Since its inception, NADAP has addressed the concerns of both parties admirably; over 70 percent of disputes have been resolved through mediation, usually within 30 to 60 days and at minimal cost. This compares quite favourably to the adversarial, costly and time-consuming alternative of taking the matter to court. NADAP has handled just over 70 cases since the program began.
NADAP is available to settle disputes between a manufacturer and its dealers involving any of the following matters:
• the interpretation/application of the Dealer Sales and Service Agreement(s) and amendments for that dealer;
• the termination of the Dealer Agreement based on a dealer’s, or dealer employee’s, criminal conviction on the basis that it will hurt the manufacturer’s or dealer’s reputation or interest;
• the reasonableness of the length of a “cure period” provided by the manufacturer in light of the dealer deficiencies to be cured;
• a refusal by the manufacturer to reasonably provide prior approval of a dealer’s request to sell, or transfer by succession, his or her dealership interest, including:
• the reasonableness of the manufacturer’s conditions and written standards and any specific requirements set for the new dealer and, if so, whether the new dealer meets them;
• whether the new dealer is unwilling to be bound by the terms of the existing Dealer Agreement;
• whether the dealer or new dealer has failed to cure an existing dealer default;
• whether the demographic or economic conditions set by the manufacturer (for the continued operation of the dealership by the proposed successor) are reasonable. If so, the dealer can continue to operate the dealership, or the manufacturer can close the “dealer point” (dealer point-of-sale location) until economic or demographic factors support its reopening.

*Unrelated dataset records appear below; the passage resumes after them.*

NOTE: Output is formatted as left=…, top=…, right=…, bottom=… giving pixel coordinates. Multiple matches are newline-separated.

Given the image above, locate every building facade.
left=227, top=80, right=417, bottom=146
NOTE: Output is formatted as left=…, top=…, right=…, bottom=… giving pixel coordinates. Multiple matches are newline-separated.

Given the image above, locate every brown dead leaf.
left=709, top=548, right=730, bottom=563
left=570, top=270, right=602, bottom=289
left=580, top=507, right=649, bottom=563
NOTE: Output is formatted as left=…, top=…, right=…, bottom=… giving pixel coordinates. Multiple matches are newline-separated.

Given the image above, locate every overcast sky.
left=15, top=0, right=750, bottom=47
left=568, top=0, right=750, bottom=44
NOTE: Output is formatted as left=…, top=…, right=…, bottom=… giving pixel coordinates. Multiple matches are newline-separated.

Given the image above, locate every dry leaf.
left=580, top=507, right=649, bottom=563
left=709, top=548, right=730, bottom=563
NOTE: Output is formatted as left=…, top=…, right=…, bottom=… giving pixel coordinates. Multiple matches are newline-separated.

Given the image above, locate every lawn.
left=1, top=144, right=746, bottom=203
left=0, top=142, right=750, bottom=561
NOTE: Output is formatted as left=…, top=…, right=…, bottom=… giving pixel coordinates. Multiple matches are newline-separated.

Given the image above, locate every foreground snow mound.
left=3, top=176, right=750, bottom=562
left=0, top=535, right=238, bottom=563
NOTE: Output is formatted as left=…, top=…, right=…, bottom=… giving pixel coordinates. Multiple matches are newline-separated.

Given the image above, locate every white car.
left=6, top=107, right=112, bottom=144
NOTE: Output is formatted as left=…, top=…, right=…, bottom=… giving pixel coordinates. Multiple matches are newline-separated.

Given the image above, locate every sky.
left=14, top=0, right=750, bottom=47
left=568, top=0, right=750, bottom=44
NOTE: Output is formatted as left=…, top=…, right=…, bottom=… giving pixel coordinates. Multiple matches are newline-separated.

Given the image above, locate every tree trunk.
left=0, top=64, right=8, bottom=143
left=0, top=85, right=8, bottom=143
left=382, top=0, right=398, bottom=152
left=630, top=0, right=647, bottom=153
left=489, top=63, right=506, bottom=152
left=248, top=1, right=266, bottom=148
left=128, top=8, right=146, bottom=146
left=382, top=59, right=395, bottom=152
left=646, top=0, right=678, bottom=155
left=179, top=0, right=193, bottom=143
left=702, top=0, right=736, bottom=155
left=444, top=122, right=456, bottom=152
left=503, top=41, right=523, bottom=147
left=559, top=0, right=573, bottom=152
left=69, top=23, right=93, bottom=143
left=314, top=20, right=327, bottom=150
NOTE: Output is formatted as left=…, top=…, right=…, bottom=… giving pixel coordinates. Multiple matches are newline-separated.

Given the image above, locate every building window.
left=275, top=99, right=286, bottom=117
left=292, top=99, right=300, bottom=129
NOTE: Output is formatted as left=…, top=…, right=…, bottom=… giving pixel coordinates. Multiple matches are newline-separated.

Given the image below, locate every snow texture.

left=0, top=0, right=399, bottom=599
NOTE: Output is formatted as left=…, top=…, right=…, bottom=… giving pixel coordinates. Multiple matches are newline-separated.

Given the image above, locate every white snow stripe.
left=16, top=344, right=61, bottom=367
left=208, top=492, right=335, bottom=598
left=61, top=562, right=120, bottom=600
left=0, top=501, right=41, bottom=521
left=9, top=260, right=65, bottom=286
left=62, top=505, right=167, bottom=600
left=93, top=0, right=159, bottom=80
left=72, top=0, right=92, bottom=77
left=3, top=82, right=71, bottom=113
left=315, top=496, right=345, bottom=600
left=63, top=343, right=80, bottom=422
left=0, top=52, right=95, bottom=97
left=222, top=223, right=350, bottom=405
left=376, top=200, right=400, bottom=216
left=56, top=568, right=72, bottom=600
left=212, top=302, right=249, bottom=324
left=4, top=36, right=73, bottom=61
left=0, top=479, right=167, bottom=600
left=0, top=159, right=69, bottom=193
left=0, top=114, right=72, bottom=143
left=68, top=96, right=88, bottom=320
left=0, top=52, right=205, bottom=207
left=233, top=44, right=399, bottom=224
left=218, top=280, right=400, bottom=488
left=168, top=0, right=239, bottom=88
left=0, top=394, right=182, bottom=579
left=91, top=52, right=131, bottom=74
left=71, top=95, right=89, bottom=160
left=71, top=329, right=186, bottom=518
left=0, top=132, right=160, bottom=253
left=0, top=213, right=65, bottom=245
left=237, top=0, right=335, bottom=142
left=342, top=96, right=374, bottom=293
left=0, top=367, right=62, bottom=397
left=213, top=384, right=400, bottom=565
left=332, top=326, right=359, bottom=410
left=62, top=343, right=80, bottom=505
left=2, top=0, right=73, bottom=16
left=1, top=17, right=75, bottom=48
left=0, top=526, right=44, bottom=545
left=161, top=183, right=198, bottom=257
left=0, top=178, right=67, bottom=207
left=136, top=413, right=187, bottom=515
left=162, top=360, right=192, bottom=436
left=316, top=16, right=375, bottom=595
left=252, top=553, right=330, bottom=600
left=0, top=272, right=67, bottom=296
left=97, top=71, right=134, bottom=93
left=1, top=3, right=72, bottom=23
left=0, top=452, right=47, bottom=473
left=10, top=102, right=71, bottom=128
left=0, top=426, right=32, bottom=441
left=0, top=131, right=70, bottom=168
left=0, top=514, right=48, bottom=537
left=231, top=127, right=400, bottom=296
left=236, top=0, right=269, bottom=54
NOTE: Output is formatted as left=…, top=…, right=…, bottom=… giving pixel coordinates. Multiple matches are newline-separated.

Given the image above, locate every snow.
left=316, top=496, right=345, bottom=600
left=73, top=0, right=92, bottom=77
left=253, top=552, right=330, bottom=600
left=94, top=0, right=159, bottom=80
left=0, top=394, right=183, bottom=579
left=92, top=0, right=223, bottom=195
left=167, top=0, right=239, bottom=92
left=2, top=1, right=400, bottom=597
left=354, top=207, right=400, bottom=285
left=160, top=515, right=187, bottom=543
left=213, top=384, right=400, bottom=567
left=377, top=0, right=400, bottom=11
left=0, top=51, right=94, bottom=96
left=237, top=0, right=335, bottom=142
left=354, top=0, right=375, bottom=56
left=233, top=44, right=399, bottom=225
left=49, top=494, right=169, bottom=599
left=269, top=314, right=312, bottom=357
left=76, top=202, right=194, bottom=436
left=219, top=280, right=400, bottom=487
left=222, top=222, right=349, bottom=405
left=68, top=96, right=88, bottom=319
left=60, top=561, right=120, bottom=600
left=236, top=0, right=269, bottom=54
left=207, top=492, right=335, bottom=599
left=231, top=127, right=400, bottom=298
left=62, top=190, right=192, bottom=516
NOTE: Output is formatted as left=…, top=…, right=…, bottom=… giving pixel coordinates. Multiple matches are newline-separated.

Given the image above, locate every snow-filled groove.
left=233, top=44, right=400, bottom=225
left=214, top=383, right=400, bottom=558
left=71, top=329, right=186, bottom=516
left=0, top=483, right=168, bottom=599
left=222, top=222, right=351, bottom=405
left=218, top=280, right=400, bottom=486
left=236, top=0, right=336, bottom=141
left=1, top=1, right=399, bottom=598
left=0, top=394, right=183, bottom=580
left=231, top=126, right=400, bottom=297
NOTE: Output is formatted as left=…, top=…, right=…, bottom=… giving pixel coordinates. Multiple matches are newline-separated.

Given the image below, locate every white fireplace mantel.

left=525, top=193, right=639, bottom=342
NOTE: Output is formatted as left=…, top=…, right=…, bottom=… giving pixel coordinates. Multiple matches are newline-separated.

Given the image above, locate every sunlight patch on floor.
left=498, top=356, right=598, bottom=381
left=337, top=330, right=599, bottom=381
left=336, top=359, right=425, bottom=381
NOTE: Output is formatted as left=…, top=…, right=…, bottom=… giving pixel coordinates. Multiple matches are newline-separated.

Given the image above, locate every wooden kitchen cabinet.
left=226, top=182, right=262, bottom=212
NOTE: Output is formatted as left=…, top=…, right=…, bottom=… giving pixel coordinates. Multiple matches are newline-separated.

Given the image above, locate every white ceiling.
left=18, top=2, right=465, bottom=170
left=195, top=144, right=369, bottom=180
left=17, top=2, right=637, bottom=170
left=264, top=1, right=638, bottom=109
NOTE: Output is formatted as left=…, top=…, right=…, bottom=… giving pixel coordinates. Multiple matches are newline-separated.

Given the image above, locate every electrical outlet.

• the failure of the manufacturer to approve the sale or transfer of the dealer’s interest where the dealer can show the manufacturer knew for a considerable time that the sale or transfer had occurred;
• the termination of the Dealer Agreement based on the adequacy of the dealer’s line of credit or working capital;
• whether a dealer owes money to a manufacturer or vice versa, and the length of time for payment. Where a dealer’s failure to pay funds is grounds for terminating the Dealer Agreement, the Dealer Agreement can be terminated. If the termination is set aside, and the arbitrator finds the dealer owes funds to the manufacturer, to be reinstated as a dealer he or she must pay the funds owing;
• the termination of the Dealer Agreement for failure to resume dealership operations within a reasonable time following its closure for more than seven days where the closure was beyond the dealer’s control;
• the proposed appointment of a new abutting dealer point or relocation of an existing dealer; and
• the manufacturer’s termination, or refusal to renew or extend without cause, the Dealer Agreement, including the awarding of damages by the arbitrator for such wrongful termination or refusal.
All NADAP cases are coordinated through the offices of ADR Chambers Canada, a professional, independent arbitration and mediation firm in Toronto (www.adrchambers.com).
ADR Chambers receives requests to initiate the NADAP process from automobile dealers, processes the request and maintains a roster of qualified mediators and arbitrators who are available to resolve the dispute through mediation and, if necessary, arbitration in accordance with detailed rules under NADAP.